Add Orichalcum to your project's Cargo.toml:

[dependencies]
orichalcum = "0.3.0"

# For LLM features (e.g., Ollama client)
# orichalcum = { version = "0.3.0", features = ["llm"] }

Get Started: A Simple Example

Here's a complete example of a synchronous flow with two nodes. The first node adds a name to the shared state, and the second node greets that name.
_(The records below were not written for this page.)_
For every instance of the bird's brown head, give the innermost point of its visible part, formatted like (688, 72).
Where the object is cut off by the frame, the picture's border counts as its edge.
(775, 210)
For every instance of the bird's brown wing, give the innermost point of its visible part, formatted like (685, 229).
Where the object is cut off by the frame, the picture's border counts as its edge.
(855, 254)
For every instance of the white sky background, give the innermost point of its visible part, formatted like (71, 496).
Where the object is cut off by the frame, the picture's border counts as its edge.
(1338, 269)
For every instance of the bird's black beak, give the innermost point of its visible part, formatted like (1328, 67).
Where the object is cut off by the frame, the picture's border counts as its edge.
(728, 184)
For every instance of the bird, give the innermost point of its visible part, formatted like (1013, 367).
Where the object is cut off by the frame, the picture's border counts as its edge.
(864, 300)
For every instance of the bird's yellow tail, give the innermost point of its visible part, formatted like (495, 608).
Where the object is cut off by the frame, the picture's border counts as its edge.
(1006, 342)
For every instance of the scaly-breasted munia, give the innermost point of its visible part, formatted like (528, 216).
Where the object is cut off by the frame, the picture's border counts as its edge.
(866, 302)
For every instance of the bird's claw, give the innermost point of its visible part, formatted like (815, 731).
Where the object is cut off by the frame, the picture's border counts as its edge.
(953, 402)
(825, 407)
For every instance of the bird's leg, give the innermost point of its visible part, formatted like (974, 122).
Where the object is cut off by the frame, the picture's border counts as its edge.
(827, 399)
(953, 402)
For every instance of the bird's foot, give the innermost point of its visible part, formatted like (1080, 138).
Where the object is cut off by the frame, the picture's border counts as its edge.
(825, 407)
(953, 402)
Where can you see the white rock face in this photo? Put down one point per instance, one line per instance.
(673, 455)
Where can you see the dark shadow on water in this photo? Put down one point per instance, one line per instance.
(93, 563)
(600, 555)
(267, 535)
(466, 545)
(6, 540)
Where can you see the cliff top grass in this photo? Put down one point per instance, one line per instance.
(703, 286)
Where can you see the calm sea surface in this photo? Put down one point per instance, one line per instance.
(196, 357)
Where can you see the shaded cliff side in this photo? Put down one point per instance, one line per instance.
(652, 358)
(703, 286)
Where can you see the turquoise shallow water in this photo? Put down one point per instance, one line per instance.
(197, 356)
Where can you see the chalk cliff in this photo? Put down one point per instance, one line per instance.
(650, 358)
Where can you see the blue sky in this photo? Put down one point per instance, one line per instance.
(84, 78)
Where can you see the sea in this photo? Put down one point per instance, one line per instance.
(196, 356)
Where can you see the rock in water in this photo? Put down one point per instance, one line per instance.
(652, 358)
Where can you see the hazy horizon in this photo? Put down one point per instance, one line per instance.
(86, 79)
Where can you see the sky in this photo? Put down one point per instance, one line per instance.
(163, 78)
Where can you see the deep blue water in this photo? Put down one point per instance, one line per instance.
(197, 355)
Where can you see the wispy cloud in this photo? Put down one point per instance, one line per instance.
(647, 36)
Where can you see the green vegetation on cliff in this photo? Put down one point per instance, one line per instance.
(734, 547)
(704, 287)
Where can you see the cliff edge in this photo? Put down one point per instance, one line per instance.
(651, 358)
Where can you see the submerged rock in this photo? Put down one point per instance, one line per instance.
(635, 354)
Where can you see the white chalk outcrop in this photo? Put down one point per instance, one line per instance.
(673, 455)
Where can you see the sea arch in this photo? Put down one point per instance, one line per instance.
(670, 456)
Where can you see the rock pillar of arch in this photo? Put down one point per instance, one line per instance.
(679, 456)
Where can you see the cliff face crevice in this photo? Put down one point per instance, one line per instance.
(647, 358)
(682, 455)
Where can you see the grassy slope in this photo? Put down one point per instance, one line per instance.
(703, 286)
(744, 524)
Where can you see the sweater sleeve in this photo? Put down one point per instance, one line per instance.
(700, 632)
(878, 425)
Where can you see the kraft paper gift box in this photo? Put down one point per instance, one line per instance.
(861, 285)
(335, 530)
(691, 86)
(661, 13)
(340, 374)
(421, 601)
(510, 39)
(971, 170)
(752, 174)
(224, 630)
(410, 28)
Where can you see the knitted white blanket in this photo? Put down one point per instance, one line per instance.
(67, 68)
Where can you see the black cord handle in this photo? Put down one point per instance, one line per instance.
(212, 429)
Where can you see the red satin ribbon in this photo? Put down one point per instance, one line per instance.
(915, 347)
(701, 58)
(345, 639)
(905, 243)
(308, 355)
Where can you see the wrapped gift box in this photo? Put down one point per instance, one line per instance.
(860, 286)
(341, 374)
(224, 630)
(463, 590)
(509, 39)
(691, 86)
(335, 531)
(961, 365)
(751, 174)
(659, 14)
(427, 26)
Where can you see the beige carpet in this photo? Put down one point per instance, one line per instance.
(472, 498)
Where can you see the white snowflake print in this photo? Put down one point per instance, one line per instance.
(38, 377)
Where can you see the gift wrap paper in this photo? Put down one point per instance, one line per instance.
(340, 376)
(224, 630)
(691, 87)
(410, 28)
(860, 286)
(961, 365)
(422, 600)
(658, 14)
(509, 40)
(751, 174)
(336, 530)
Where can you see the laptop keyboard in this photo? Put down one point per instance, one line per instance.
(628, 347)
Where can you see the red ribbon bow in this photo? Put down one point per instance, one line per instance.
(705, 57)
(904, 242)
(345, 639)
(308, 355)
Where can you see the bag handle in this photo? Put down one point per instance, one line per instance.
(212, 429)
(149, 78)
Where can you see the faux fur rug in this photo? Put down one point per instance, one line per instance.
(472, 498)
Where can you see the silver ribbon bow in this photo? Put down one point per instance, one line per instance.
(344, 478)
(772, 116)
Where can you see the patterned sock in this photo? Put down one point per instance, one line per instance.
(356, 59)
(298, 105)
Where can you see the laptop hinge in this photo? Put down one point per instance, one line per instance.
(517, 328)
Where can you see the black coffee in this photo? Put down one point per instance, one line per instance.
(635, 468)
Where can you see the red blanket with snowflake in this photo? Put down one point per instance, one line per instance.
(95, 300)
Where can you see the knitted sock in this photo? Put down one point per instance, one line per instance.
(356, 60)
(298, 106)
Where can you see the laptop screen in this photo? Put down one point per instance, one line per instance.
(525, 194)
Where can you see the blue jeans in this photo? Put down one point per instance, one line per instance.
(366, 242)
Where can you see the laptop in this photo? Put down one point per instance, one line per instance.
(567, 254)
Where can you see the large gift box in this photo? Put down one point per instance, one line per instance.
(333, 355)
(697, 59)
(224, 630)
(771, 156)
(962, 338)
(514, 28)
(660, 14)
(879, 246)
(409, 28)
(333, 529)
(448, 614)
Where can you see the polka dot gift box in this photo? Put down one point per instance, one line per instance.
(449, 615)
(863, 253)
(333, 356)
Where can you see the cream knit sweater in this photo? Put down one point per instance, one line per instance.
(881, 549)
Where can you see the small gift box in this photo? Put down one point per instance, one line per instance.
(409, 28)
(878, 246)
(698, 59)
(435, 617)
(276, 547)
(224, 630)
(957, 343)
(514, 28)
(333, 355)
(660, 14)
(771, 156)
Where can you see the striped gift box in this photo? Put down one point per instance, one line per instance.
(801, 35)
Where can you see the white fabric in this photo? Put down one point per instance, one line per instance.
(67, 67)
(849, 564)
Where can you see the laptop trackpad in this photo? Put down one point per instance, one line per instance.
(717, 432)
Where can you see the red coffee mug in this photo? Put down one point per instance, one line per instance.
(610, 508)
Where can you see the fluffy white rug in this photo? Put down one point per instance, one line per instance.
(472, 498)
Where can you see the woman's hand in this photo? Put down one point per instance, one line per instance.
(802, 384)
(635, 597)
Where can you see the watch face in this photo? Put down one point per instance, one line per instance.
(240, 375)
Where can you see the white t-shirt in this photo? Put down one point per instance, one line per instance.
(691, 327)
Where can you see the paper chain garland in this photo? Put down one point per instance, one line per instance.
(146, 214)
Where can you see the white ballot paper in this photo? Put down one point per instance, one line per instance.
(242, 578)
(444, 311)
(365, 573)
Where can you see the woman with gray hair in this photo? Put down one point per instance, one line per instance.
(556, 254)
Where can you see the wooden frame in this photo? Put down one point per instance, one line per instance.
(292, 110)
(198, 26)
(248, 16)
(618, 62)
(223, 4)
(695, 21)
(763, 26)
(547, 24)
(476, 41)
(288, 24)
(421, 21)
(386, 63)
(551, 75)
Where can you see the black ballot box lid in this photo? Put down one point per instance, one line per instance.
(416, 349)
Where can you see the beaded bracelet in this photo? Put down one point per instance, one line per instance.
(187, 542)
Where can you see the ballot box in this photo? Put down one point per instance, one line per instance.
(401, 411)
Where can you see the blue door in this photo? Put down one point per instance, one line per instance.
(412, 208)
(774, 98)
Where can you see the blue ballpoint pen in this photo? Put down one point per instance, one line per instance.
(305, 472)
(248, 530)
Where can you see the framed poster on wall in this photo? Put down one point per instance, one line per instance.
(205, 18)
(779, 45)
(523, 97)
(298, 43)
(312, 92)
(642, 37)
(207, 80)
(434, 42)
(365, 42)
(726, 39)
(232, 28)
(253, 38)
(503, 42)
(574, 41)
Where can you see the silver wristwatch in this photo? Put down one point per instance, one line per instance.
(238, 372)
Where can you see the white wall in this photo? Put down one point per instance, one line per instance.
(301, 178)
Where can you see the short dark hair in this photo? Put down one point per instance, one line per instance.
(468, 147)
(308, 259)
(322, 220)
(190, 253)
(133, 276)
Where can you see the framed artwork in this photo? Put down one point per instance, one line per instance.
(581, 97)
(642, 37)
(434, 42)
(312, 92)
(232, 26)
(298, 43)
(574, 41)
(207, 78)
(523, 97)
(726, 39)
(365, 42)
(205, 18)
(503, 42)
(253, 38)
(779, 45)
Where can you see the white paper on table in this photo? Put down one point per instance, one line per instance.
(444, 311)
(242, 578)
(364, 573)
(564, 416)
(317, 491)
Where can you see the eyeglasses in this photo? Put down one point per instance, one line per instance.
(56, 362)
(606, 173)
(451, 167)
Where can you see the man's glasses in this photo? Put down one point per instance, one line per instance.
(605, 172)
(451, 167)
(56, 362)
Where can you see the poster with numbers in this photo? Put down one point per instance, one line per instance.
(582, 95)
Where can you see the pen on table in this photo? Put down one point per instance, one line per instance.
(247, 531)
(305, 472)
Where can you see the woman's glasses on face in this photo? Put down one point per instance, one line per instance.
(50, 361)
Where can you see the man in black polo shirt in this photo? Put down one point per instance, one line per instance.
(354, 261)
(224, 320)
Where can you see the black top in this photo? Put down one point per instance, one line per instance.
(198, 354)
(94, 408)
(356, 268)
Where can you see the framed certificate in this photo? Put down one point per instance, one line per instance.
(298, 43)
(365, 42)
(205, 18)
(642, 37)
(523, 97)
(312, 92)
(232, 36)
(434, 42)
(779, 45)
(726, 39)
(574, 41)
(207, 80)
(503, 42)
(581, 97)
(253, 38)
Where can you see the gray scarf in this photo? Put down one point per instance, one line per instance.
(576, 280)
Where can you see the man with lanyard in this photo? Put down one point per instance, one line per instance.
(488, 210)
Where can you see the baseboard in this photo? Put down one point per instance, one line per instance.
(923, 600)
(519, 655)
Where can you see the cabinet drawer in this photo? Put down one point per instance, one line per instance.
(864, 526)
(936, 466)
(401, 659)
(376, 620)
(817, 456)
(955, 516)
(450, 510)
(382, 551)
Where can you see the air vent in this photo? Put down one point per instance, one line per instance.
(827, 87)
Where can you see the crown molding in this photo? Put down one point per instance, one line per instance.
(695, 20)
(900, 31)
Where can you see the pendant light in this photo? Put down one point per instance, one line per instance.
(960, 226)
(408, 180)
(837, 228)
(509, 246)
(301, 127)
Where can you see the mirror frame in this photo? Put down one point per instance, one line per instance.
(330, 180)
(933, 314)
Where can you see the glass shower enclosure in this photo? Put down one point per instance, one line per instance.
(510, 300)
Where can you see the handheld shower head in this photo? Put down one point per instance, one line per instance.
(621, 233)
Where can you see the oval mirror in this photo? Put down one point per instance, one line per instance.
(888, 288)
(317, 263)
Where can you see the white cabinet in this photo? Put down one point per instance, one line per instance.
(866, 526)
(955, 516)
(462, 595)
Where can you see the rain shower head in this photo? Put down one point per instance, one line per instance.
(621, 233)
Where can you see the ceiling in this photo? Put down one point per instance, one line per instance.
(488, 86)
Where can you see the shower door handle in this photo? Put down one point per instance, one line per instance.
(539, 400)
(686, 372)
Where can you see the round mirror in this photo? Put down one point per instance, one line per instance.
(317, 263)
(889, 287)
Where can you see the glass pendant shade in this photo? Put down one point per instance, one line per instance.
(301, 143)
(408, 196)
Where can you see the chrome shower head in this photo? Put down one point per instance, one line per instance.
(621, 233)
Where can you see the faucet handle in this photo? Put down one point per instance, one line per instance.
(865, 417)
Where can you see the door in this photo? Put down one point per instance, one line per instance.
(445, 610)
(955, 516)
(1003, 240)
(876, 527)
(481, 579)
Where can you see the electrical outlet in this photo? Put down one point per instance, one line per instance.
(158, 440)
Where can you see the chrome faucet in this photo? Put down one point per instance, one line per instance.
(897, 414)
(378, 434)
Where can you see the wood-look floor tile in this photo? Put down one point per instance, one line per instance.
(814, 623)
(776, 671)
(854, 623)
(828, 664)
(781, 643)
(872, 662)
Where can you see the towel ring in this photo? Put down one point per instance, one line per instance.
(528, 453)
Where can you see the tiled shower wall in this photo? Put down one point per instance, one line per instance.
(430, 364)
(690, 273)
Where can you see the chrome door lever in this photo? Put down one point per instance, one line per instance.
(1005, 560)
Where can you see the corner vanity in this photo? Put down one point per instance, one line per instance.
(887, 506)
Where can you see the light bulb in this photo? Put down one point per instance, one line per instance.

use orichalcum::core::sync_impl::{
    flow::Flow,
    node::{Node, NodeLogic},
    NodeValue,
};
use std::collections::HashMap;

// --- Define the logic for our first node ---
#[derive(Clone)]
struct AddNameLogic;

impl NodeLogic for AddNameLogic {
    // `prep` is a required method for the trait.
    // Here we're just returning a default value.
    fn prep(&self, _params: &HashMap<String, NodeValue>, _shared: &HashMap<String, NodeValue>) -> NodeValue {
        NodeValue::Null
    }

    // `exec` is also required.
    fn exec(&self, _input: NodeValue) -> NodeValue {
        NodeValue::Null
    }
    
    // In the `post` step, we modify the shared state.
    fn post(
        &self,
        shared: &mut HashMap<String, NodeValue>,
        _prep_res: NodeValue,
        _exec_res: NodeValue,
    ) -> Option<String> {
        shared.insert("name".to_string(), "Orichalcum".into());
        println!("(Node 1) Added name to shared state.");
        // Return "default" to proceed to the next node connected via the default path.
        Some("default".to_string())
    }

    fn clone_box(&self) -> Box<dyn NodeLogic> {
        Box::new(self.clone())
    }
}

// --- Define the logic for our second node ---
#[derive(Clone)]
struct GreetLogic;

impl NodeLogic for GreetLogic {
    fn prep(&self, _params: &HashMap<String, NodeValue>, _shared: &HashMap<String, NodeValue>) -> NodeValue {
        NodeValue::Null
    }

    fn exec(&self, _input: NodeValue) -> NodeValue {
        NodeValue::Null
    }

    // This node reads from the state that the first node set.
    fn post(
        &self,
        shared: &mut HashMap<String, NodeValue>,
        _prep_res: NodeValue,
        _exec_res: NodeValue,
    ) -> Option<String> {
        if let Some(name) = shared.get("name").and_then(|v| v.as_str()) {
            println!("(Node 2) Hello, {}!", name);
        } else {
            println!("(Node 2) Hello, world!");
        }
        // This is the last node, so we return None to terminate the flow.
        None
    }
    
    fn clone_box(&self) -> Box<dyn NodeLogic> {
        Box::new(self.clone())
    }
}

fn main() {
    // 1. Create instances of our nodes.
    let add_name_node = Node::new(AddNameLogic);
    let greet_node = Node::new(GreetLogic);

    // 2. Chain them together. `add_name_node` runs first, and on its "default"
    //    action, it transitions to `greet_node`.
    //    Note: We must wrap Nodes in the `Executable` enum to add them as successors.
    let start_node = add_name_node.next(orichalcum::core::Executable::Sync(greet_node));

    // 3. Create a Flow that starts with our first node.
    let mut flow = Flow::new(start_node);

    // 4. Initialize the shared state and run the flow.
    let mut shared_state = HashMap::new();
    flow.run(&mut shared_state);

    // Verify the final state
    assert_eq!(shared_state.get("name").unwrap(), "Orichalcum");
    println!("Flow finished!");
}

Features

  • Blazingly Fast? Probably. It's written in Rust, so it feels faster.
  • Memory-Safe Workflows: Let the compiler be your first line of defense against runtime errors.
  • Synchronous & Asynchronous Execution: Full support for both sync and async nodes and flows, including parallel batch processing.
  • Composable by Design: No inheritance, just pure, unadulterated composition. Wrap nodes in other nodes for batching, parallelism, and more.
  • Optional LLM Integrations: Built-in support for providers like Ollama behind a feature flag, keeping the core light.

Contributing

Contributions are welcome! Please feel free to open an issue or submit a pull request.

License

This project is licensed under the MIT License.